Multiclass Segmentation Metrics
Multiclass segmentation metrics with torchmetrics, highlighting the difference between micro, macro, and macro-imagewise metrics.
In my last post I showed how to use torchmetrics
to implement segmentation metrics for the Oxford-IIIT pet segmentation dataset. We saw that in addition to the average
keyword introduced in the pet breed classification post, the mdmc_average
keyword is necessary to compute metrics for image data.
In this post we'll dive deeper into these metrics, explaining the two choices for the mdmc_average
parameter, including global and samplewise, as well as giving recommendations for dealing with imbalanced datasets.
The examples below will look primarily at precision and $F1$ score, but note that these metrics can be replaced by recall, dice score, etc.

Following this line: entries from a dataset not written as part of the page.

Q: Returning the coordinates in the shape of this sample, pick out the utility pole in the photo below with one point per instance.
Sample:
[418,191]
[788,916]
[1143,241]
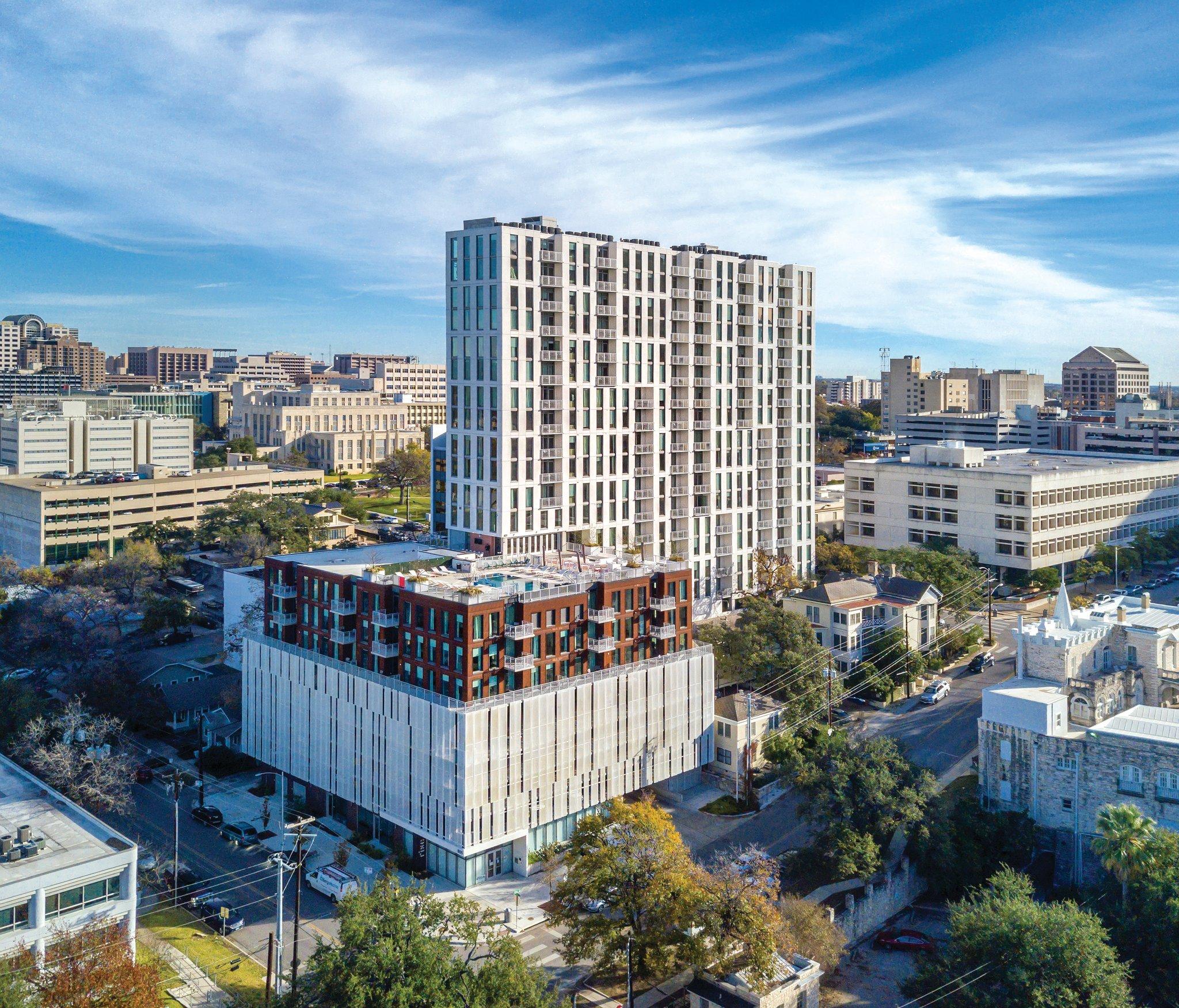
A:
[830,679]
[177,785]
[300,832]
[201,758]
[630,986]
[749,745]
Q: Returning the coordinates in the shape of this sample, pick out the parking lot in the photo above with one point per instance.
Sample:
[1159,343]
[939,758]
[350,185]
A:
[872,977]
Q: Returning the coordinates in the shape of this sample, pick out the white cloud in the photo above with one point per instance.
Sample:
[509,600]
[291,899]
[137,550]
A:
[362,139]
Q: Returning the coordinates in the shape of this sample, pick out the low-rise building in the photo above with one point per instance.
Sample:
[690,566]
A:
[795,984]
[339,431]
[1091,720]
[51,522]
[849,611]
[469,711]
[60,867]
[1018,509]
[742,723]
[77,435]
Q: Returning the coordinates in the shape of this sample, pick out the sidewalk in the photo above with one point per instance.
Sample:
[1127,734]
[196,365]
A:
[197,990]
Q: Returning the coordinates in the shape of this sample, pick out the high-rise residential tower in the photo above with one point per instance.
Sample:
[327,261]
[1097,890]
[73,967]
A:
[631,394]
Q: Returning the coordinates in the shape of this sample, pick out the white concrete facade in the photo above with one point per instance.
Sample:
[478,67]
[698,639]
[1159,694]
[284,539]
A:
[74,440]
[623,391]
[1021,509]
[472,777]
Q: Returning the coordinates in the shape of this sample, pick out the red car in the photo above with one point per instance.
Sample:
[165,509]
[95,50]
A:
[904,940]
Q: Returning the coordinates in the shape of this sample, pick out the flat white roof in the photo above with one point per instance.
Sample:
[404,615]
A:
[72,835]
[1161,724]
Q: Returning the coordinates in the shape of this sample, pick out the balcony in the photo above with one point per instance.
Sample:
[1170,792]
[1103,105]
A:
[386,650]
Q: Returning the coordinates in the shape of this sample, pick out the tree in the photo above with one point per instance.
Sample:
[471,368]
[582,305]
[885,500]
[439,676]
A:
[89,967]
[631,859]
[166,612]
[851,854]
[166,534]
[404,469]
[136,565]
[1124,843]
[836,557]
[740,923]
[1007,949]
[811,931]
[282,523]
[82,755]
[394,952]
[1046,579]
[960,846]
[867,788]
[774,575]
[19,704]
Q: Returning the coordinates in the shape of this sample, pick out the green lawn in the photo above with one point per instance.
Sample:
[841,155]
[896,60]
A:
[215,955]
[419,505]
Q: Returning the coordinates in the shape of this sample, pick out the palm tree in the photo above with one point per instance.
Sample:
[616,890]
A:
[1124,845]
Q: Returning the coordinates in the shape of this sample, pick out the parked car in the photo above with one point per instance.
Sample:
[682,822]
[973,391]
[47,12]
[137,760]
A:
[146,771]
[219,915]
[903,940]
[188,884]
[935,691]
[208,815]
[242,834]
[333,882]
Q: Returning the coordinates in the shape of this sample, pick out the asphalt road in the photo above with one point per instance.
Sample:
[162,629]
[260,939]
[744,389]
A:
[241,876]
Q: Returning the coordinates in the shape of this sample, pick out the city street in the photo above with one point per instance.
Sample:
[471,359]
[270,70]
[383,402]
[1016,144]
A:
[241,876]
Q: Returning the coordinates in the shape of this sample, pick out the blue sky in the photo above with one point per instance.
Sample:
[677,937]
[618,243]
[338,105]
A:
[973,182]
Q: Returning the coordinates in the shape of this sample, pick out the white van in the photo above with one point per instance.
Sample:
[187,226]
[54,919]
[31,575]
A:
[333,882]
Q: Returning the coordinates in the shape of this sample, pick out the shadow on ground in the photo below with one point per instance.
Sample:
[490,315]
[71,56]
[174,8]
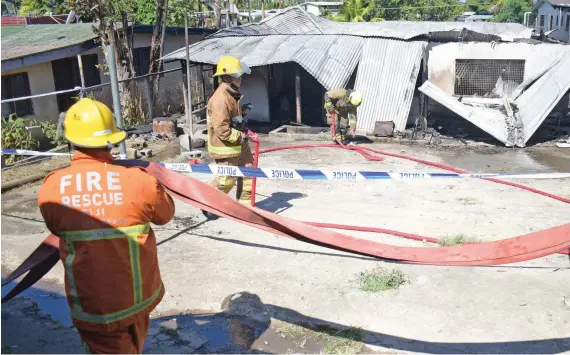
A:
[279,201]
[245,325]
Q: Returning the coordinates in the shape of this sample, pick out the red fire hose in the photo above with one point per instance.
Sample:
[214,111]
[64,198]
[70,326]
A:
[368,156]
[205,197]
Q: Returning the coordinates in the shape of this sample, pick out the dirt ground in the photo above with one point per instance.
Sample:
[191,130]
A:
[231,287]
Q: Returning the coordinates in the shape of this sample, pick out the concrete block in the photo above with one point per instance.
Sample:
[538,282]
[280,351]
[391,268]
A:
[194,340]
[132,153]
[184,141]
[384,129]
[164,126]
[137,144]
[146,152]
[169,327]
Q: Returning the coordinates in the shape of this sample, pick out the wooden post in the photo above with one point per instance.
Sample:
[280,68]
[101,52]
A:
[298,93]
[423,97]
[149,98]
[80,63]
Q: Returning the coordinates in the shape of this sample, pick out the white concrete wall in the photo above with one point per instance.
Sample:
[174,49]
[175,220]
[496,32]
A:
[42,81]
[441,62]
[40,77]
[560,34]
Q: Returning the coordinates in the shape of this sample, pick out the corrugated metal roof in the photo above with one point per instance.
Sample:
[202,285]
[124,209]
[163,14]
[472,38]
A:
[489,120]
[536,103]
[22,41]
[387,75]
[297,21]
[330,59]
[533,105]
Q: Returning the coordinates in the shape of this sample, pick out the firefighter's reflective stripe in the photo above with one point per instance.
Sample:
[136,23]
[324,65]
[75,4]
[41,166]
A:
[229,149]
[106,233]
[234,136]
[131,233]
[224,150]
[117,316]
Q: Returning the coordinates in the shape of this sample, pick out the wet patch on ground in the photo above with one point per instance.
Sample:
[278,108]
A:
[43,310]
[511,160]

!pip install pytorch-lightning
!pip install -U git+https://github.com/qubvel/segmentation_models.pytorch
!pip install seaborn
import torch
import functools
import segmentation_models_pytorch as smp
from torchmetrics.functional.classification import precision, f1_score
from torchmetrics.classification import StatScores
from sklearn import metrics
# Set the seed for reproduciblity.
torch.manual_seed(7)
import seaborn as sns
import matplotlib.pyplot as plt
from matplotlib.colors import ListedColormap
To better understand the metrics, we'll work with a $4$ class problem with $n = 100$ samples. Classes $0$ and $3$ will have a probability of occurence of $\frac{1}{15}$, class $1$ will have a probability of $\frac{2}{3}$, and class $2$ will have a probability of $\frac{1}{5}$. We can generate data having this distribution using torch.multinomial
below.
weights = torch.tensor([1, 10, 3, 1], dtype=torch.float)
num_classes = len(weights)
shape = (100,1,256,256)
size = functools.reduce(lambda x, y : x* y, shape)
output = torch.multinomial(weights, size, replacement=True).reshape(shape)
output[70:,:,:,:] = torch.zeros(30, *shape[1:])
target = torch.multinomial(weights, size, replacement=True).reshape(shape)
target[70:,:,:,:] = torch.zeros(30, *shape[1:])
For example, a subset of the output looks like:
output[0,:,:10,:10]
First we can collapse the image dimensions, $H$ and $W$, and then calculate metrics as for multiclass classification. This is precisely what happens
when we choose mdmc_average
global.
precision(output, target,num_classes=num_classes,average="macro",mdmc_average="global").item()
For comparisons sake, in scikit-learn we have:
metrics.precision_score(target.reshape((-1)).numpy(),output.reshape((-1)).numpy(), average="macro")
Then the different options for average
can be chosen, including micro, macro, and weighted.
In contrast, the image dimensions can be treated separately, which is called the macro-imagewise reduction:
- For each image and class the confusion table is computed over all pixels in an image.
- Then the metric is computed for each image and class, as if it were a binary classifier.
- The metrics are finally averaged over the images and classes.
This is the most natural way to calculate metrics like the Jaccard index (intersection over union) for example. Unfortunately the jaccard index can't be calculated this way using torchmetrics
. However the $F1$/Dice Score can be calculated using torchmetrics
, and it's equivalent to the Jaccard index1:
f1_score(output, target,num_classes=num_classes,average="macro",mdmc_average="samplewise").item()
However if we calculate the $F1$ score using the segmentation models library, we get:
tp, fp, fn, tn = smp.metrics.get_stats(output.long(), target.long(), mode='multiclass', num_classes=num_classes)
smp.metrics.f1_score(tp, fp, fn, tn, reduction="macro-imagewise").item()
This is because our dataset has many images with no targets (recall that we zeroed out several images). Thus the $F1$ score
for non-background classes reduces to $\frac{0}{0}$. smp
replaces occurences of $\frac{0}{0}$ by $1$, while torchmetrics
replaces $\frac{0}{0}$ by $0$.
If we pass zero_division=0
to the segmentation models library, we get the same value as torchmetrics
:
tp, fp, fn, tn = smp.metrics.get_stats(output.long(), target.long(), mode='multiclass', num_classes=num_classes)
smp.metrics.f1_score(tp, fp, fn, tn, reduction="macro-imagewise", zero_division=0).item()
This we why we recommend avoiding mdmc_average
equal to samplewise, and calculating the metrics like for regular multiclass classifiers instead.
In conclusion when dealing with balanaced datasets, accuracy using the micro average plus mdmc_average
global is sufficient,
while the $F1$ score with the weighted average plus mdmc_average
global is more accurate for imbalanaced datasets.